Effects of vitamin D and parathyroid hormone on muscle: potential role in uremic myopathy

Abstract
Profound asthenia is an early and almost obligatory finding in rickets and osteomalacia caused by vitamin D deficiency, as well as in primary hyperparathyroidism. The relative roles of changes of electrolyte concentrations in tissue compartments, disturbed vitamin D metabolism, and parathyroid hormone excess have not been well delineated. In patients with primary hyperparathyroidism and secondary hyperparathyroidism associated with osteomalacia, histochemistry is consistent with primary neurogenic damage. The EMG does not indicate the pathogenetic mechanism. Biochemical studies show a direct effect of vitamin D on various aspects of muscle function: actinomyosin content (and also on extramuscular actin), impaired force generation, disturbed calcium transport by sarcoplasmic reticulum, decreased mitochondrial calcium content, and possibly impaired provision of ATP by mitochondria.
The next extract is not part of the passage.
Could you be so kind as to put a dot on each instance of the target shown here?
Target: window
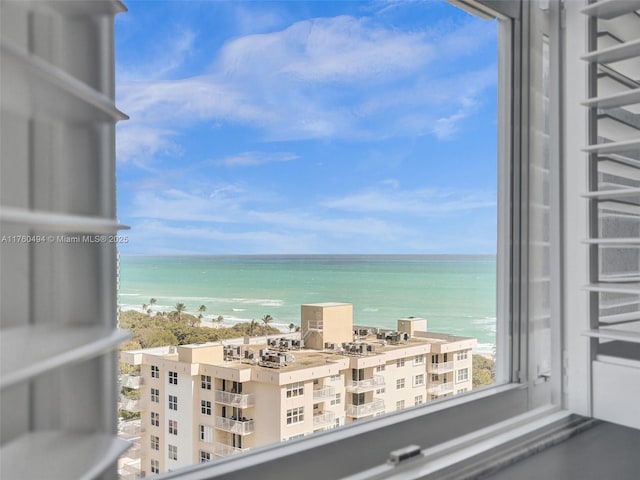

Both 25-hydroxyvitamin D and 1,25,-dihydroxyvitamin D seem to have actions on muscle. Knowledge of the effects of parathyroid hormone on muscle is fragmentary, but muscle appears to possess a parathyroid hormone-responsive adenylate cyclase system. Alterations of skeletal muscle function in clinical and experimental uremia are due, at least in part, to deranged vitamin D metabolism. Changes of subcellular calcium transport in uremia are reverted by 1,25-dihydroxyvitamin D. Unregulated actinomyosin ATPase may be important for the hypercatabolism of uremia.